Álvaro’s works, from photos to grand video installations, are presented in public and private collections, such as the Museum of the Americas (Madrid) and INELCOM Fund supervised by Vicente Todolí. The works were also exhibited in the Museum of Contemporary Art of Val-de-Marne (MAC/VAL) in Paris, in the Museum of Contemporary Art of Castilla and León (MUSAC), and others. Among his clients are such editions as National Geographic, New York Times, Traveler, Forbes. Since 2017 Álvaro works as a researcher in National Geographic.
Everything began with «The Secret History of the Mongols», an ancient literary piece written in Mongolian. This text tells the story of young Temüjin who gained power and then became Genghis Khan, a great ruler of Asia. Hoping to increase the number of population and encounter the Chinese army led by the Song dynasty Genghis Khan proclaimed homosexuality illegal and set the death penalty for it.

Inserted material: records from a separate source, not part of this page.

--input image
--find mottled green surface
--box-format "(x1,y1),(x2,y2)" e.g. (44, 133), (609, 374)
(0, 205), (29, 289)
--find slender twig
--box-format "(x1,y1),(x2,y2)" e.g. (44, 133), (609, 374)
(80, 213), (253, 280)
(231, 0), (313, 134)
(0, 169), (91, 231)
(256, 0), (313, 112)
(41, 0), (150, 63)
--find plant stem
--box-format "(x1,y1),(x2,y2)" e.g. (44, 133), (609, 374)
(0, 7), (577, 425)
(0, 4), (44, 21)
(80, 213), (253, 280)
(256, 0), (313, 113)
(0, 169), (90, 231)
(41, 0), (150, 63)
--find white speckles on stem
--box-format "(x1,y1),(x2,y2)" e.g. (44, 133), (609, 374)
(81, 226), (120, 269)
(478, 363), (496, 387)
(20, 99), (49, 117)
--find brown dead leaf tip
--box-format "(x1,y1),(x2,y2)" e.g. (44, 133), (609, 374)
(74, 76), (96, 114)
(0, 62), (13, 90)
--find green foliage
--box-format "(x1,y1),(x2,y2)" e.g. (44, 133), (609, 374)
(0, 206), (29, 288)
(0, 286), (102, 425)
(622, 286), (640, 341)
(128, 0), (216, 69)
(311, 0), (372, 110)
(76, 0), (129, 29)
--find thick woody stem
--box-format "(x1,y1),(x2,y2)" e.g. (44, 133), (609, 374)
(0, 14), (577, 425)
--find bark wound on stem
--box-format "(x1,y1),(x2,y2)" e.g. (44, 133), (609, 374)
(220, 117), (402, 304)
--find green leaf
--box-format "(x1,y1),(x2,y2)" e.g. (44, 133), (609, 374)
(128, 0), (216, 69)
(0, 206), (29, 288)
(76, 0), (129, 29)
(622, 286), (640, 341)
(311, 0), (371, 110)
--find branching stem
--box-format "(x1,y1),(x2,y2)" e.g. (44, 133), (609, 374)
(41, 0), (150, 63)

As for today, after more than 800 years, Mongolia is a sovereign country with the world’s lowest level of population, less than two persons per square kilometer, where homosexuality is still prohibited. During the period when Mongolia was under the control of the USSR, gays, lesbians, and transsexuals were constantly sent to GULAG, they were repressed and persecuted. Human Rights Watch in their annual report about Mongolia tell about the appeals from persons who were public-ly attacked, denied access to shops and night clubs, those who were discriminated on the working place, and those imprisoned in special centers under control only because of their sexual orientation.
Transgender people are condemned to a secret life in their proper country. Some are being roped into prostitution, most of them are lonely. Young people strive to escape to the Philippines or Japan, where they would be treated with more hostility, and the dream of changing the gender marker would come to reality. There, above all, people get an opportunity to show their identity that is still denied in their motherland.
Álvaro Laiz has managed to capture this reality in an iconic photo project which is exhibited from the 9th to 18th of October during the Queerfest.